There are two extremes in taxonomic behavior - publishing quickly as new taxa become available, and waiting a lifetime in the hope of publishing results that cannot be faulted. Neither of these extremes meets the needs of contemporary biologists in furthering our understanding of the evolution and maintenance of biological diversity. Part of the reason for these extremes is our failure to define suitable objectives for taxonomy. Instead of emphasising the units of biological diversity, we should concentrate on investigating patterns, structural, biological, ecological, temporal, and geographical, because it is these patterns that will generate novel ideas about the evolutionary history of organisms, and that will be most likely to be of interest to the future of our own species. To investigate these patterns, we need to give greater thought to ensuring that our methods of data acquisition are consistent with our methods of data analysis. Even if we take seriously as our objective the description of all living species, then we should be devising methods of sampling natural diversity that are statistically acceptable, not haphazard. However, the following comments, credited to Willis Jepson (1867-1946) in the latest edition of the Jepson Manual of Higher Plants of California, seem appropriate to our problems as insect taxonomists: "The botanist's objective is a furtherance of knowledge of living plants. He wishes to discover new facts and establish new principles.

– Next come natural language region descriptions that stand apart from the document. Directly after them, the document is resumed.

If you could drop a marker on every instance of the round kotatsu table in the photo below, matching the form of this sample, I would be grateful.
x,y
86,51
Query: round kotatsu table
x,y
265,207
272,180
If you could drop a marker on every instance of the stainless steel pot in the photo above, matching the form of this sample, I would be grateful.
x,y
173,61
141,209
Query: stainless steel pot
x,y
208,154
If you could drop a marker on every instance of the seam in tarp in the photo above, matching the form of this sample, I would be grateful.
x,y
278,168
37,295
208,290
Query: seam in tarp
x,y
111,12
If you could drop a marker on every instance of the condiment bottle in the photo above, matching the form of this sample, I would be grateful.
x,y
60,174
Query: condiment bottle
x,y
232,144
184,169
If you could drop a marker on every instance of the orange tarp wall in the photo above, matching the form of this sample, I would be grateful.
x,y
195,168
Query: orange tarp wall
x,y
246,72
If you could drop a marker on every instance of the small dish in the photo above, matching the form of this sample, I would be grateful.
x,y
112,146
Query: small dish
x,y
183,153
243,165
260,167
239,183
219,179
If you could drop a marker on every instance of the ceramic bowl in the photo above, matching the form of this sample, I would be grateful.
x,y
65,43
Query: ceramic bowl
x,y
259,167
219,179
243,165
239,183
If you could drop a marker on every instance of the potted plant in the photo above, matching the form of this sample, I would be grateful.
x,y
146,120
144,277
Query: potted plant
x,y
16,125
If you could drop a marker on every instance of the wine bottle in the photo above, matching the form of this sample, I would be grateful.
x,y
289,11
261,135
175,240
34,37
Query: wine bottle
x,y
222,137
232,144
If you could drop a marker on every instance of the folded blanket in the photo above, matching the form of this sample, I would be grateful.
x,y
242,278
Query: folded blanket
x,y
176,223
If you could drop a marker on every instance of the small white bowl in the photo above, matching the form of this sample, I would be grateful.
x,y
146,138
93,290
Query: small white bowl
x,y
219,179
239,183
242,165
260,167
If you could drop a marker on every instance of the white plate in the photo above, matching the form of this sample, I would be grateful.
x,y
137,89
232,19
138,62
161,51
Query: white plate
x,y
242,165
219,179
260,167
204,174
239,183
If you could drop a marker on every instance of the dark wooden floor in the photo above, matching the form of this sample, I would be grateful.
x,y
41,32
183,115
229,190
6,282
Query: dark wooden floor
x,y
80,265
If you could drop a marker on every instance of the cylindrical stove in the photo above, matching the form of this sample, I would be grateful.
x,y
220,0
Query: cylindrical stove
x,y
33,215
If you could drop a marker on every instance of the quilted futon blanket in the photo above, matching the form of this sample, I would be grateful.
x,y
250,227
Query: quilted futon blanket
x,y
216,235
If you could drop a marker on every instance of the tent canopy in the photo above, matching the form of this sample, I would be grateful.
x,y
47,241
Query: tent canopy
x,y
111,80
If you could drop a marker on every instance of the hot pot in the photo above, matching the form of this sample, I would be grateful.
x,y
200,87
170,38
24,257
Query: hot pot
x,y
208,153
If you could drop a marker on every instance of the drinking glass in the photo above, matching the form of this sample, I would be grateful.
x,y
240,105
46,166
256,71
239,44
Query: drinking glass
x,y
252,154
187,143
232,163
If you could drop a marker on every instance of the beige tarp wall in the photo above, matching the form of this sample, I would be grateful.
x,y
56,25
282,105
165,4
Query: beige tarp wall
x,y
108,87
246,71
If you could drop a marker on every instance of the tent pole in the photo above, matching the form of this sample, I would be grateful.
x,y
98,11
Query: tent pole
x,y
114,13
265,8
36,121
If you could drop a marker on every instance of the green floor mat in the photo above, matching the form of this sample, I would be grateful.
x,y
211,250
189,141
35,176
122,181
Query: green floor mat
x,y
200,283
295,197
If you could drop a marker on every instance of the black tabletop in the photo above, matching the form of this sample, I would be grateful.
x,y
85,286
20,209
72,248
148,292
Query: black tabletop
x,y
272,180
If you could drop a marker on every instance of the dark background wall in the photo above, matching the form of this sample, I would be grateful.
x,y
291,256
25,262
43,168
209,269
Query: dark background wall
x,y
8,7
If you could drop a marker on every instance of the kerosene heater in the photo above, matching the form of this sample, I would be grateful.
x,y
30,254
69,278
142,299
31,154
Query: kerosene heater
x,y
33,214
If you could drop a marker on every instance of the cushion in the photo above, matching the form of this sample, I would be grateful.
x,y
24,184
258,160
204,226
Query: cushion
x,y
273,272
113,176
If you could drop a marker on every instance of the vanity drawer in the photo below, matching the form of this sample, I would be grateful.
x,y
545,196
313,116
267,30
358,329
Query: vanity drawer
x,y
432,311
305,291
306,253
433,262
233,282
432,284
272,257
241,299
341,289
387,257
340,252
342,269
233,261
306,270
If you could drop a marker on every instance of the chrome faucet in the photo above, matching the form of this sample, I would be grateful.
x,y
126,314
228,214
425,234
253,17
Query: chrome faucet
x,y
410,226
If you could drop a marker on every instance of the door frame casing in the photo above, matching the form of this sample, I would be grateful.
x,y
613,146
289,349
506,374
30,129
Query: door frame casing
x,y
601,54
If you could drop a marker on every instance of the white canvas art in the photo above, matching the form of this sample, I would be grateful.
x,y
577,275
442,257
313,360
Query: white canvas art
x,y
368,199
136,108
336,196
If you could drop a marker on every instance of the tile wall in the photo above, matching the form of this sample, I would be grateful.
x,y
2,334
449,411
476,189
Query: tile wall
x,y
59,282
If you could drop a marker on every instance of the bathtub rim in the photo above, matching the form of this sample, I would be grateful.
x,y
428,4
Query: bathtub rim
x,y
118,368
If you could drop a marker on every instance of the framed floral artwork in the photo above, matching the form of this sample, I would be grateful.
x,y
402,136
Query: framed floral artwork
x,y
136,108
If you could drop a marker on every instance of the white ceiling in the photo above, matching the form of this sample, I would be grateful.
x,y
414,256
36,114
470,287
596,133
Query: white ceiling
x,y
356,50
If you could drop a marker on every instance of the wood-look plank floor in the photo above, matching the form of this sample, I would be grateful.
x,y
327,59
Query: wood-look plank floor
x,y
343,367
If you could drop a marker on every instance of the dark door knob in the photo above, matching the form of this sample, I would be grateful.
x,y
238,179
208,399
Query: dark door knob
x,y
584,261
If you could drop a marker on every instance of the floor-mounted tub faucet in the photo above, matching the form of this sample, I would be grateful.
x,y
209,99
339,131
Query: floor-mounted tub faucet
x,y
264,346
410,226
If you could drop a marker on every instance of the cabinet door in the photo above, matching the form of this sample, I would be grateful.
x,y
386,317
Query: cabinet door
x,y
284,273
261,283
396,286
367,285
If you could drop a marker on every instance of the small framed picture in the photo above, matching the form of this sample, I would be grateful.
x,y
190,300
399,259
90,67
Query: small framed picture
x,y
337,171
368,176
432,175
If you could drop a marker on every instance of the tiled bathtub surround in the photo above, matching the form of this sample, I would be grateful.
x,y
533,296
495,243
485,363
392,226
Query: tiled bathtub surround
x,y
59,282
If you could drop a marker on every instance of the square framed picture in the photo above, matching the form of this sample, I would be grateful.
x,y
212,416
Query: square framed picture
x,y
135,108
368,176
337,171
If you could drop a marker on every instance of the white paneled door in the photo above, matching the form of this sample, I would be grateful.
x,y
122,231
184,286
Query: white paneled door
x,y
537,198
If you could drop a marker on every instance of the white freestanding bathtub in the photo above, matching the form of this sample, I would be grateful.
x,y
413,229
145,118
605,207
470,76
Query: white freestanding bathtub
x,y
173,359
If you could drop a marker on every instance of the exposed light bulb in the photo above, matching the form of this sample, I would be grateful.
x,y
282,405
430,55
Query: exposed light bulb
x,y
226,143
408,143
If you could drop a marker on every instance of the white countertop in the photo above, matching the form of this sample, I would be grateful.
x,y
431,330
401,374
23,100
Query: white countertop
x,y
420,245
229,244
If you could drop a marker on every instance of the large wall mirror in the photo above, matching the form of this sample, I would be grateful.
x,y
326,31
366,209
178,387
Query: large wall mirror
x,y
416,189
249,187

If wise, he will never try to produce a work which is perfect, complete and final. Any such work would be a paradox and at cross purposes with our knowledge of living things and our ideas of endless evolution associated with them. Completion, perfection, finality, represent an anomaly, a contradiction in the field of biology. The far seeing botanist will strive to do work which is inspiring, productive of thought and promoting the soundest progress, so that botanical science will ever advance into new and more fruitful fields".